Sulla piazza del Tiroler Landestheater di Innsbruck una chiassosa quanto avvincente gara di snowboard, dentro il teatro il calore dell’India più spirituale, quella della Lakmé di Léo Delibes, terza premiere della stagione dopo Genoveva di Schumann e Songs for a new world di Jason Robert Brown. L’illuminata direzione artistica di Michael Nelle segna un ulteriore punto vincente, mettendo in scena un titolo raro (conosciuto per lo più per il duetto dei fiori del I atto e l’aria delle campanelle del III) e regalandone un’esecuzione dal livello qualitativo esemplare. A partire dalla direzione splendida di Tommaso Turchetta, maestro italiano di casa a Innsbruck, il quale si dimostra sensibile all’incanto ipnotico delle melodie, senza però perdere di vista né la coerenza drammatica né l’equilibrio del rapporto tra buca e palcoscenico. L’orchestra , così come il coro del teatro (diretto dal Mº Michel Roberge) lo seguono in maniera magistrale. 

Nel ruolo del titolo Judith Spießer illumina il personaggio con fraseggio sensibile, capace di sciorinare canto virtuoso di ottima fattura e lirismo profondo ed emozionante.

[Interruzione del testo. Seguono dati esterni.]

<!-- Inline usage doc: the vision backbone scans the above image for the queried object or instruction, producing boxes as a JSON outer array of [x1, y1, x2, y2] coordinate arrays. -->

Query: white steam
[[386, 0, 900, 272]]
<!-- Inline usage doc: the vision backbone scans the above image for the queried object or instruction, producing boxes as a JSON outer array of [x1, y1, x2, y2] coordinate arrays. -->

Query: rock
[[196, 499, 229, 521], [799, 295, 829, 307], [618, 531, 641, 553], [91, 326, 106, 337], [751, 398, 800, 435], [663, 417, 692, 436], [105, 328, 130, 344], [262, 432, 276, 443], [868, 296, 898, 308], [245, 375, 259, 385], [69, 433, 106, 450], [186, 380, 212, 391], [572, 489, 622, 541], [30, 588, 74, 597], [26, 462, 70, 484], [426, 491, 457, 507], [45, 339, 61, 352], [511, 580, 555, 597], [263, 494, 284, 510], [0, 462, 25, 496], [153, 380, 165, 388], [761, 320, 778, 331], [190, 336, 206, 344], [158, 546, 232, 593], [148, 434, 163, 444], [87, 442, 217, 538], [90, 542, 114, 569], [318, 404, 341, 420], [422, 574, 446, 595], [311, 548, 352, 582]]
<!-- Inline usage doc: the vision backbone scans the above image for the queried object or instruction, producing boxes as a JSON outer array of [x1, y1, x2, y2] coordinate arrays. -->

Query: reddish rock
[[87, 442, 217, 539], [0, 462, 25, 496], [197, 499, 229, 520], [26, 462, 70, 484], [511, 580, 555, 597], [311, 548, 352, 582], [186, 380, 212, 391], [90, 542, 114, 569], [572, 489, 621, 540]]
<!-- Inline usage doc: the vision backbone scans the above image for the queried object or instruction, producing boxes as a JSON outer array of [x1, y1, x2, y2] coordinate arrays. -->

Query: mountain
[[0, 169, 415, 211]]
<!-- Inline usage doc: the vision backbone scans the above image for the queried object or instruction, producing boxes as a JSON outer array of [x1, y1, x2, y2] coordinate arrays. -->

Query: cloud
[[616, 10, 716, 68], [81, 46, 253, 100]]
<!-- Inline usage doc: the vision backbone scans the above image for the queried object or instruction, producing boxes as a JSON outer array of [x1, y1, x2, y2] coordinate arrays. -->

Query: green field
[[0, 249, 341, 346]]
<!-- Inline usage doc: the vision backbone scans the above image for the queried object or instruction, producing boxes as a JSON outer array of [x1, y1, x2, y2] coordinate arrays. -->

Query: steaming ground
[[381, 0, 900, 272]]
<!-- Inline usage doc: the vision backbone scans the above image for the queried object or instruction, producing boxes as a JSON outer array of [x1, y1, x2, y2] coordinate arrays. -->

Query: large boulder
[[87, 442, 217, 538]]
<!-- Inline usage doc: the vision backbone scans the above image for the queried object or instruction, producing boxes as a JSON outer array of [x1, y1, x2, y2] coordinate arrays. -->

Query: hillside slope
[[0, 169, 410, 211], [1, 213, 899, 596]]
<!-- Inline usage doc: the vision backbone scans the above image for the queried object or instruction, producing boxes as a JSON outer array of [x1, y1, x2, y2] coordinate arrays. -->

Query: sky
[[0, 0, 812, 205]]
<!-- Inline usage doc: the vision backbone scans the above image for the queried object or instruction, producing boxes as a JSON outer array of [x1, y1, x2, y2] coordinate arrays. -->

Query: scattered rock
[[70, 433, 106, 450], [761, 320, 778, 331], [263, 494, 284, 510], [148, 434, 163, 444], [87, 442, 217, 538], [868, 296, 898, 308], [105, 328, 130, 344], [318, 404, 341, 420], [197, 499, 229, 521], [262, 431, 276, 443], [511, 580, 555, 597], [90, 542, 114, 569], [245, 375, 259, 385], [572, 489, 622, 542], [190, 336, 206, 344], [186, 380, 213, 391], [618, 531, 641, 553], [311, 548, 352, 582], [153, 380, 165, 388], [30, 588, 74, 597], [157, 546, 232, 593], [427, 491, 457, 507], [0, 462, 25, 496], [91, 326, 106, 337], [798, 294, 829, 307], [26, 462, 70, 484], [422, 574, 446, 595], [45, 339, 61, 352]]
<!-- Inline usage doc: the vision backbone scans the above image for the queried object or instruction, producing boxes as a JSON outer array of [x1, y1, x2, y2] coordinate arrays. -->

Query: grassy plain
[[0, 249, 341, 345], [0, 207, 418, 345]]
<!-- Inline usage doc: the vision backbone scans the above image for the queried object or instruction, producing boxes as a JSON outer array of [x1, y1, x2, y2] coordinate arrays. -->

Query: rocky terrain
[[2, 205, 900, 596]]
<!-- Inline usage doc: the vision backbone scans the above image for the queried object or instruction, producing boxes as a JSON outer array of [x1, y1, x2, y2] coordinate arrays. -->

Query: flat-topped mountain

L’attrice è alla pari convincente ed intensa. Jon Jurgens viene a capo di un personaggio, quello di Gérald, che pone delle difficoltà simili ad altri ruoli francesi come Don José di Carmen o soprattutto Nadir de Les pêcheurs des perles, con momenti di canto lirico da tenore romantico e altri che richiedono vigorosa forza drammatica, il tutto in una tessitura ampia sia nel grave che nell’acuto, che forse non è l’ideale per la voce di Jurgens, ma che egli gestisce con lodevole abilità tecnica. Matthias Hoffmann veste i panni di Nilakantha con la giusta autorevolezza interpretativa e vocalità sana e ben gestita. Irina Maltseva è una Malika dal gradevole colore vocale e dalla felice presenza scenica.

Bene il quartetto britannico (in particolare il settore femminile) composto da Susanna von der Burg (Mistress Bentson), Felicitas Fuchs-Wittenkindt (Ellen), Ana Akhmeteli (Rose) e Wolfgang Resch (Frédéric). Completano la compagnia Dale Albright (Hadji), Michael Gann (uno cartomante), Junghwan Lee (un commerciante cinese) e Julien Horbatuk (un ladro). 

©Birgit Gufler

Resta da dire dello spettacolo meraviglioso di Hinrich Horstkotte (drammaturgia di Thomas Schmidt-Ehrenberg). La recitazione è curatissima, tutti sono attori di grande presa emotiva e le masse sono mosse con sapienza oggi davvero rara. La scatola scenica di Nicolas Bovey è poi praticamente perfetta: pochi elementi in realtà, ogni oleografia evitata, per restituire un’atmosfera densa di suggestioni e fascino. Delle strutture in legno delineano la situazione della foresta incantata, quasi fiabesca, popolata da luci lunari, fiori che si schiudono illuminandosi magicamente. Le stesse strutture si trasformano nell’atmosfera fumosa, caotica, colorata del bazar del II atto. La piccola pedana che ruota e si alza al centro del palcoscenico diventa un’isola, una sorta di pulpito in cui Lakmé si sopraeleva verso il cielo a cui appartiene. Horstkotte firma anche i bellissimi costumi (l’unico rimprovero è la parrucca rasta che indossa Lakmé nel momento della grande aria). Successo calorosissimo siglato da più chiamate al proscenio. 

Uscivamo dal Landestheater con la tentazione di trasferirci a Innsbruck, ma anche con la sensazione amara di dover spesso espatriare per assistere ad uno spettacolo di questo livello complessivo. Il teatro era peraltro praticamente pieno, mentre “da noi” si rischia il vuoto già con un titolo meno popolare dei più popolari Verdi o Puccini.